Les échanges ont également porté sur :

4. Les nouveaux enseignements SNT en seconde, NSI spécialité de1ère , Enseignement scientifique en tronc commun de 1re générale :

SNT : sciences numériques et technologie (tronc commun de seconde)
NSI : numérique et sciences informatiques (spécialité en première et terminale)

Les pilotes de ces GEPP n’étant pas présents, les informations recueillies le sont par l’intermédiaire des personnes présentes et par d’autres biais (notamment la SIF [2]).

Il se dégagerait que :

  • - il n’y aurait pas d’enseignement spécifique d’apprentissage d’un langage de programmation en SNT
  • - concernant l’informatique, il semble que des DU soient envisagés pour permettre une formation des enseignants volontaires
  • - S. Vinatier a rappelé l’existence de la Commission Inter-IREM Informatique (CIII) comme lieu de ressources possibles à la fois pour la formation des enseignants et des contenus.

À ce stade, les informations données ne nous permettent pas d’avoir une idée des articulations avec les programmes de mathématiques.

5. La pratique de l’oral et le grand oral.

L’APMEP propose que dans les programmes du lycée, dès la seconde figurent des contenus particuliers et/ou des pistes favorisant la pratique de l’oral en mathématiques.

L’APMEP exprime la nécessité d’une formation des enseignants à la fois dans la préparation de l’épreuve avec leurs élèves et l’évaluation.

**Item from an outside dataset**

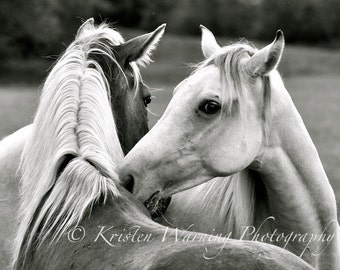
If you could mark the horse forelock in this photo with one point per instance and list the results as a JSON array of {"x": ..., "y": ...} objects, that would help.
[
  {"x": 235, "y": 194},
  {"x": 74, "y": 118}
]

Nous n’avons en revanche obtenu aucune précision sur les modalités de préparation de l’épreuve du grand oral, celles-ci n’entrant pas dans les compétences du CSP.

Impressions des représentants de l’APMEP :

Nous avons retiré de cette entrevue qui a duré trois heures l’impression d’une vraie volonté d’écoute de nos remarques et propositions.
L’esprit dans lequel ces programmes sont construits semble être en rupture avec l’esprit des programmes précédents, notamment sur la manière d’aborder les concepts. L’importance des définitions, de la démonstration, du raisonnement et de l’approche sous différents angles des objets mathématiques ont été évoqués. Les principales recommandations de la mission Villani-Torossian semblent être prises en compte, notamment sur le fait de créer des automatismes.
Il nous semble qu’il y a un recentrage sur les objets et plus de cohérence sur les deux années de seconde et première. Le « sens » des mathématiques devrait provenir tout autant des questionnements issus d’autres disciplines, variées, que des mathématiques elles-mêmes et de leur construction historique.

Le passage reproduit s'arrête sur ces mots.